There are certain car companies that absolutely understand what it means to be a driver. Aston Martin is one of them. When Aston decided that it needed to branch out into SUVs for customers who live where the roads are not paved, it reintroduced the Lagonda brand rather than pollute the Aston name.
Aston Martin only builds sports cars, and it builds them by hand.
The V8 Vantage Roadster that arrived on our doorstep came with a $154,035 price tag (base for a is $134K). For that price we instantly become a member of an exclusive club that mixes rich racing history with modern graceful styling.
Like any good group of enthusiasts, we all had trouble containing our excitement for this car. But one we got the fleet rotation down, it was time to figure out how the smallest Aston stacked up against the competition.
Photography by Thomas Carter
The design has classic understated British looks. The low, long hood and short rear deck are in the exact proportions that define the classic sports car form. As a whole, the Vantage Roadster has a refined appearance with no sharp edges and only sweeping curves. Aston Martins are compared to Lamborghinis and Ferrari ’s in their exclusivity, but just like the rest of Aston’s lineup, the Vantage Roadster is not as outrageous in design as the competition. Instead God is in the details.

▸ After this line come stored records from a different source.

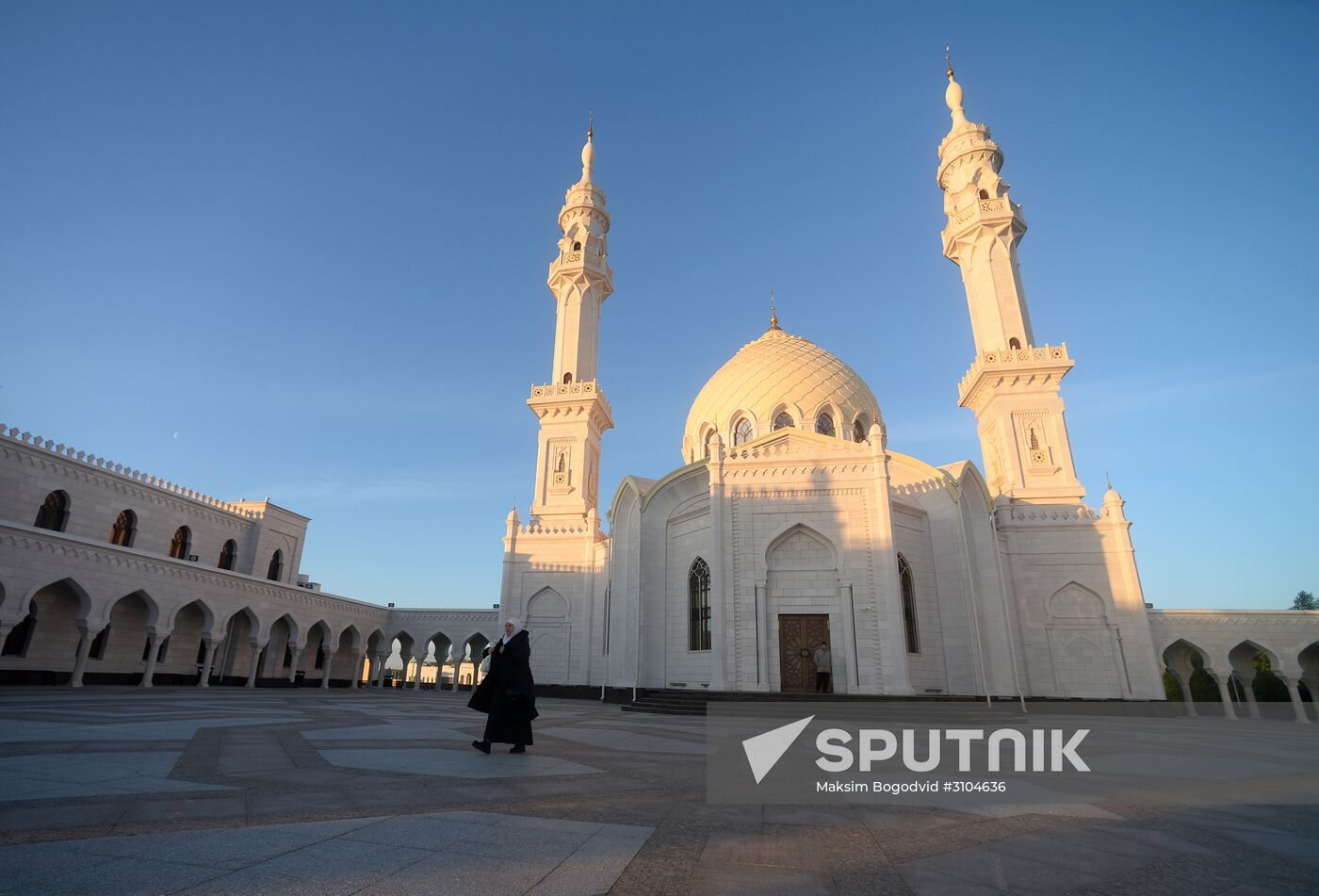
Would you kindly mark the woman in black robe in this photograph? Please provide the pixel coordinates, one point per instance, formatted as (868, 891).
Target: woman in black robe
(508, 692)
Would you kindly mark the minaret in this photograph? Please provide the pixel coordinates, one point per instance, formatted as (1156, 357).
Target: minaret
(1013, 384)
(571, 408)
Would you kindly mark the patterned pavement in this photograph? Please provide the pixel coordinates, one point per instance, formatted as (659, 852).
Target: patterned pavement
(116, 790)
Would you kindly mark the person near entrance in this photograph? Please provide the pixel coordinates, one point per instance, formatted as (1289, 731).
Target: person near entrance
(508, 693)
(823, 668)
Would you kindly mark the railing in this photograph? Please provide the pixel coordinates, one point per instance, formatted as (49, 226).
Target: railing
(982, 207)
(554, 389)
(1011, 356)
(589, 259)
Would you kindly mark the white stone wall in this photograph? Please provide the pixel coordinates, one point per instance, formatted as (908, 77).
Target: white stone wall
(912, 534)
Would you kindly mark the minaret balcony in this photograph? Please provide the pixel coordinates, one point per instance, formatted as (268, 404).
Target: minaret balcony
(582, 259)
(560, 389)
(577, 399)
(1025, 367)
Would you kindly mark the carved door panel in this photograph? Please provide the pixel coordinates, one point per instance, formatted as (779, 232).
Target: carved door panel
(798, 636)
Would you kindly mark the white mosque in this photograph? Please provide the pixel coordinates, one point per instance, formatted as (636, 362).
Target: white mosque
(790, 520)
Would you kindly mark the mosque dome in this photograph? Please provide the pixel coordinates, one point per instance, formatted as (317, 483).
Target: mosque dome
(780, 381)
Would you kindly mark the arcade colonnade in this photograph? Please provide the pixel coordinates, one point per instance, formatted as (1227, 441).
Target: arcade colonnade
(1224, 644)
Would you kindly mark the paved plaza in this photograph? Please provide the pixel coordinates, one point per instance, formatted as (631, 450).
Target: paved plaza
(118, 790)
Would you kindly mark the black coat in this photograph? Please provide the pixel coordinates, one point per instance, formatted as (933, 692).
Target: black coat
(508, 693)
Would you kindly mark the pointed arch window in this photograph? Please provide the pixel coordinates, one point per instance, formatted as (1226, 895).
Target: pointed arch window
(909, 627)
(19, 639)
(125, 527)
(698, 606)
(55, 513)
(181, 543)
(744, 432)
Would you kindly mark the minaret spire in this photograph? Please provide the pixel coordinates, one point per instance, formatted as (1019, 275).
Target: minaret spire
(1013, 384)
(571, 407)
(953, 96)
(589, 151)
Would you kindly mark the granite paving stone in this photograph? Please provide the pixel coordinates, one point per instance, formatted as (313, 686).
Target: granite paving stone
(296, 790)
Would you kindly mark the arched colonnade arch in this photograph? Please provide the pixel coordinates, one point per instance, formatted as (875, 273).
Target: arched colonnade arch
(65, 632)
(1227, 666)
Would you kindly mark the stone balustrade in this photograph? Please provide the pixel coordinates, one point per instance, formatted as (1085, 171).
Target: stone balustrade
(1001, 358)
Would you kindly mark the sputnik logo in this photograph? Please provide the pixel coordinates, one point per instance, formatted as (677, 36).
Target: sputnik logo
(765, 750)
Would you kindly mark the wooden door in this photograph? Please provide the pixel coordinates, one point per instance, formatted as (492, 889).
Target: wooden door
(798, 636)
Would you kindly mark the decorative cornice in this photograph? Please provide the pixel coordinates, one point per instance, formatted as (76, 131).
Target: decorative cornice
(1235, 618)
(1032, 367)
(109, 468)
(174, 572)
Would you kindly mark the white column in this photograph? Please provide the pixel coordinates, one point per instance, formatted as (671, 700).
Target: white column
(1296, 705)
(1186, 692)
(85, 639)
(718, 586)
(204, 681)
(254, 665)
(893, 659)
(854, 662)
(1248, 689)
(152, 642)
(762, 635)
(1222, 681)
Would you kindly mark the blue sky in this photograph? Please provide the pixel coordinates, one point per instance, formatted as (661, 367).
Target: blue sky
(299, 250)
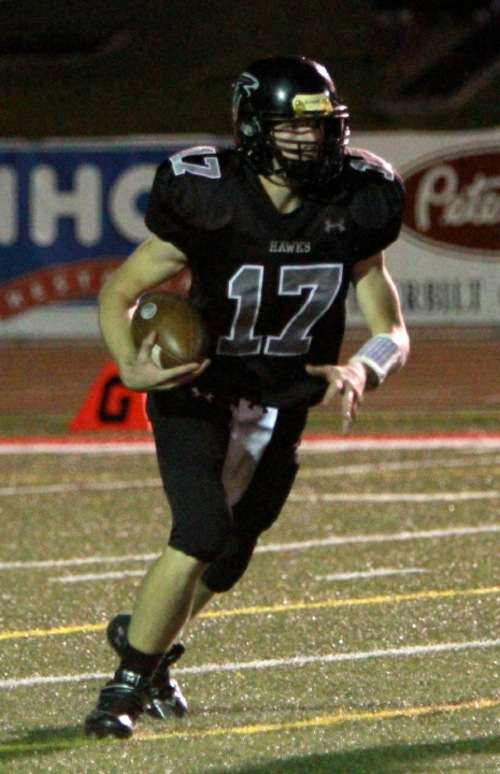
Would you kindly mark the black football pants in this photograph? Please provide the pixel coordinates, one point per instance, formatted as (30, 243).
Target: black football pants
(192, 434)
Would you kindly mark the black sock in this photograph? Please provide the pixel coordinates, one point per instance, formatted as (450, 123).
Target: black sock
(141, 663)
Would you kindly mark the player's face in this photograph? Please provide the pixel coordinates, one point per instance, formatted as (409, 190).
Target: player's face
(298, 140)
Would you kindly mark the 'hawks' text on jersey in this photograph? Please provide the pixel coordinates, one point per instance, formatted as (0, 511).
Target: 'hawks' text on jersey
(271, 286)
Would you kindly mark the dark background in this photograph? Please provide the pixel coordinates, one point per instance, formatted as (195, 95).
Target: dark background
(118, 67)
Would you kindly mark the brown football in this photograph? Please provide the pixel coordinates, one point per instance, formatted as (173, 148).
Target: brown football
(182, 332)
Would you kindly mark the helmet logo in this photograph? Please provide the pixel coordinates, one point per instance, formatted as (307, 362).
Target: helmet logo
(245, 85)
(312, 103)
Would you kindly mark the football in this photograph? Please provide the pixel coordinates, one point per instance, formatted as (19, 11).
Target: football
(182, 335)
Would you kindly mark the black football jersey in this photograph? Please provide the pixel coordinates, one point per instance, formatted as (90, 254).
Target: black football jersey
(272, 287)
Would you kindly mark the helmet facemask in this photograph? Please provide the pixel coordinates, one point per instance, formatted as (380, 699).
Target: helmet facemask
(308, 162)
(294, 92)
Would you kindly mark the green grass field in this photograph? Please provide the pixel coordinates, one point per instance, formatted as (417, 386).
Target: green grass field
(364, 638)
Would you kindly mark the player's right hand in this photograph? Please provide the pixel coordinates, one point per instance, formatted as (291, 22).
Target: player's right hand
(142, 374)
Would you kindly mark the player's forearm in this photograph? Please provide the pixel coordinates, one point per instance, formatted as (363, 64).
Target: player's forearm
(114, 321)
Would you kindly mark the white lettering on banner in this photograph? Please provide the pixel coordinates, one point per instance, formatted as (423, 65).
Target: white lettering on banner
(49, 204)
(442, 298)
(476, 204)
(126, 217)
(8, 211)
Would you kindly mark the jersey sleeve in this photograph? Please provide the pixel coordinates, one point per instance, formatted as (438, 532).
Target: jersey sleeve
(187, 200)
(377, 204)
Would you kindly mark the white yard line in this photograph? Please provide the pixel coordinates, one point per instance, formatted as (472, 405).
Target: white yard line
(298, 661)
(390, 467)
(270, 547)
(304, 473)
(314, 444)
(392, 497)
(382, 572)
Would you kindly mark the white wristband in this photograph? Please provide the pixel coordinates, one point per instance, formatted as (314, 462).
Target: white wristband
(382, 354)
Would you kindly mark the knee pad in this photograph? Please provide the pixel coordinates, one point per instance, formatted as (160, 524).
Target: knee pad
(203, 538)
(226, 571)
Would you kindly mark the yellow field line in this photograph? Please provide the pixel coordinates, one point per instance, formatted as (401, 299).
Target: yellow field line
(328, 720)
(388, 599)
(264, 728)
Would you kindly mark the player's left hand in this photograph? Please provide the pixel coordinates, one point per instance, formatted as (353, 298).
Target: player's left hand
(348, 381)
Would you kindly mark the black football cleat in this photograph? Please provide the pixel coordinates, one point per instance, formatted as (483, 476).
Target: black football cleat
(121, 703)
(165, 696)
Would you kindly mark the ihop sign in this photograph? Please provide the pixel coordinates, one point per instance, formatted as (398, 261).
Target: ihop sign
(70, 213)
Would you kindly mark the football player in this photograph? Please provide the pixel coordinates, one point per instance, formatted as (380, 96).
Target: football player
(274, 231)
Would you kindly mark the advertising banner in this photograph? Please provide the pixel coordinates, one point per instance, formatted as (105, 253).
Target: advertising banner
(72, 211)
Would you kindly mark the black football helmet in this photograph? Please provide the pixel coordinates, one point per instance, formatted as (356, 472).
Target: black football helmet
(290, 89)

The wheel arches have an aggressive bulge to accommodate the wide tires (10 in. front and 11.6 in. rear). The LED eyebrow lights almost mimic the curve of the car body. The flush-mount door handles yield doors open with a slight upwards to ease entry and exit (and just look really cool too.)
As much as price can be justified by exclusivity and engine size, customers at this level demand that everything seen, smelled or touched be of the highest quality. Aston Martin understands this well and has been catering to the elite crowd for over 80 years. Our tester was covered in leather with a vibrant color called Aurora Blue. Between the hand stitching and soft touch, it almost seemed as if it came directly from blue cows.
While the Roadster barely clears four feet in height, the accommodations are very roomy. With the top up the only person who seemed to have any trouble with the headroom was a person bordering on seven feet tall, everyone else should have not problem whatsoever.
Like any good sports car all instruments were well within reach. The satellite navigation system runs through a display that is at the top of the dash where the driver does not have to take his/her eyes off the road. As an added bonus, it folds flat into the dash panel when not in use. While this is impressive to passengers, it also is truly functional.
The details come into play again here with elements such as the key. The key and the fob is one single piece. This function is hidden behind the steering wheel on most cars, but this one is so elegantly designed that it is used as a centerpiece on the console. While this is not necessarily a main feature, it just goes to the feeling of how special the car is.
The engine is a symphony. It’s a 420 hp 4.7-liter V8 unit that roars to life and then quiets down for idle. It’s almost as if the car was saying “Let’s go for a day on the backroads, but if you must go to work, that’s okay too.”
The powerplant is located in the front of the car behind the front axel. The front-mid mounting not only allows for more weight to be pushed to the center of the car, but this position also allows the engine to be mounted lower in the frame. To balance out the engine, the transmission is mounted behind the driver and also low in the car.
The resulting drive is amazing. The low center of gravity really presents itself in the corners. When taking the V8 Vantage Roadster around some of the 180 degree banked turns on our test circuit, the car gripped hard enough to let us continue to power through at speeds that have made other sports cars break loose.
In the city we were able to behave ourselves in the Vantage. The six-speed “Sportshift” automated manual transmission in our tester didn’t provide the jerky feeling that can sometime come with electronic clutches at low speeds. The steering that works like telepathy at high speeds also transmits well in the parking lots.
The overall impression just shows that Aston invests its money in development. We expected a car that would be fun on the weekends. What we got was one that could be driven every day.
Beautiful inside, beautiful outside and beautiful drive.
The $154K for our V8 Vantage Roadster actually represents a good value. At this price point we get one car that’s good for all driving needs, and is made in such limited quantities that we know we will always be special.
Although the V8 Vantage is at the base of the Aston Martin lineup, there is nothing base about it. The car makes us want to be better drivers. This is not only because we can see the quality that is involved in assembling one, but also because of the level of refinement in the driving experience. This was a sports car that showed us no limits.